14 lat temu (wówczas był to jeszcze szpital w Ustce) z powodu komplikacji, w końcowej fazie porodu zrobiono mi cesarkę. Następnego dnia byłam koszmarnie spuchnięta i odczuwałam silne bóle brzucha. Powiedziano mi, że to normalne. Z dnia na dzień opuchlizna zamiast się zmniejszać robiła się większa, a ból brzucha narastał. Położne twierdziły, żę to normalne. Lekarz ignorował moje skargi. Myślałam, że te bóle i opuchlizna to efekt zmęczenia (godzinami, przez całą dobę nosiłam na rękach płaczące z głodu dziecko, bo panie położne uparły się że mój wcześniak ma się przyzwyczaić do karmienia piersią i nie zgadzały się na dokarmianie butelką). W końcu przy jednej z kolejnych ze zmian spotkałam położną pracującą w prywatnym gabinecie mojego ginekologa. Jako jedyna zareagowała, Okazało się, że podawano mi zaraz po porodzie antybiotyk dożylnio, ale z bliżej nieokreślonych przyczyn przerwano jego podawanie. Po wznowieniu podawania leku ból zaczął się szybko zmniejszać, opuchlizna też zmalała.
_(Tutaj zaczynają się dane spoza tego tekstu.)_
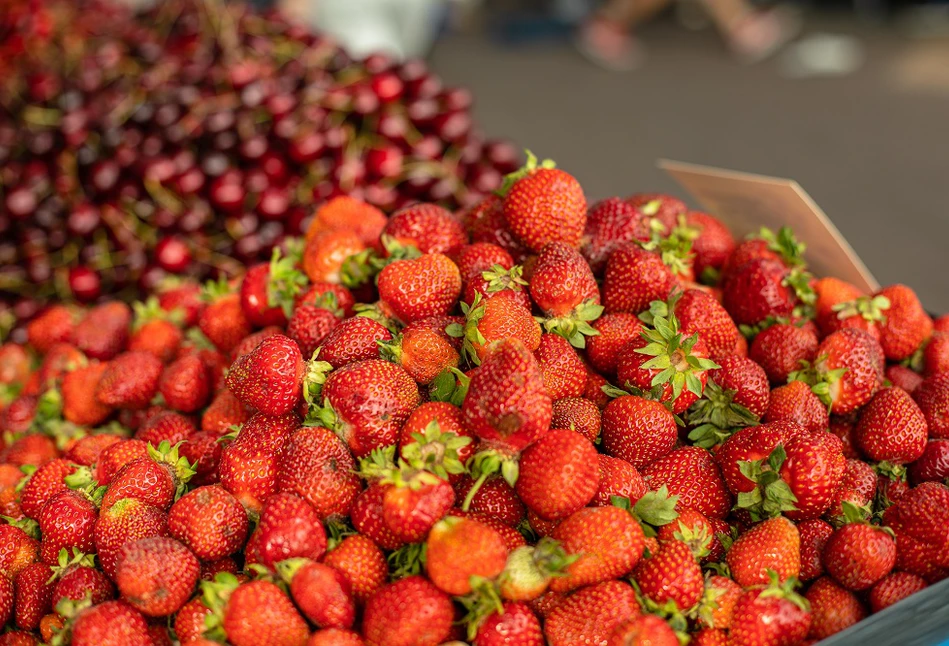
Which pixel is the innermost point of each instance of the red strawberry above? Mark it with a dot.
(209, 521)
(608, 541)
(638, 430)
(634, 278)
(421, 287)
(316, 466)
(458, 549)
(774, 545)
(578, 414)
(185, 385)
(558, 474)
(409, 612)
(514, 624)
(367, 424)
(615, 331)
(893, 588)
(564, 288)
(362, 562)
(591, 615)
(428, 227)
(321, 592)
(772, 615)
(906, 325)
(507, 405)
(691, 474)
(543, 204)
(892, 428)
(562, 368)
(156, 575)
(130, 380)
(858, 555)
(833, 608)
(113, 623)
(269, 378)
Dodatkowo okazało się nagle, że możliwa jest wizyta doradcy laktacyjnego a dziecko nie tylko można, ale wręcz należy butelką karmić . Przy drugiej ciązy szukałam innego szpitala, w którym mógłby odbyć się poród. Nie byłam jedyna - spotykałam mnóstwo dziewczyn wybierających nawet małe i gorzej wyposażone szpitale, byle nie rodzić w Słupsku. Widzę, że mimo upływu lat nadal strach rodzić w tym szpitalu.

1 września, 17:22, Hans von Schwinke:

WIDMO SMIERCI unusi sie nad tzw. "slupskiem".

Nad twoim muskiem, rather.

H
Hans von Schwinke
1 września, 16:19, Gość:

14 lat temu (wówczas był to jeszcze szpital w Ustce) z powodu komplikacji, w końcowej fazie porodu zrobiono mi cesarkę. Następnego dnia byłam koszmarnie spuchnięta i odczuwałam silne bóle brzucha. Powiedziano mi, że to normalne. Z dnia na dzień opuchlizna zamiast się zmniejszać robiła się większa, a ból brzucha narastał. Położne twierdziły, żę to normalne. Lekarz ignorował moje skargi. Myślałam, że te bóle i opuchlizna to efekt zmęczenia (godzinami, przez całą dobę nosiłam na rękach płaczące z głodu dziecko, bo panie położne uparły się że mój wcześniak ma się przyzwyczaić do karmienia piersią i nie zgadzały się na dokarmianie butelką). W końcu przy jednej z kolejnych ze zmian spotkałam położną pracującą w prywatnym gabinecie mojego ginekologa. Jako jedyna zareagowała, Okazało się, że podawano mi zaraz po porodzie antybiotyk dożylnio, ale z bliżej nieokreślonych przyczyn przerwano jego podawanie. Po wznowieniu podawania leku ból zaczął się szybko zmniejszać, opuchlizna też zmalała. Dodatkowo okazało się nagle, że możliwa jest wizyta doradcy laktacyjnego a dziecko nie tylko można, ale wręcz należy butelką karmić . Przy drugiej ciązy szukałam innego szpitala, w którym mógłby odbyć się poród. Nie byłam jedyna - spotykałam mnóstwo dziewczyn wybierających nawet małe i gorzej wyposażone szpitale, byle nie rodzić w Słupsku. Widzę, że mimo upływu lat nadal strach rodzić w tym szpitalu.

WIDMO SMIERCI unusi sie nad tzw. "slupskiem".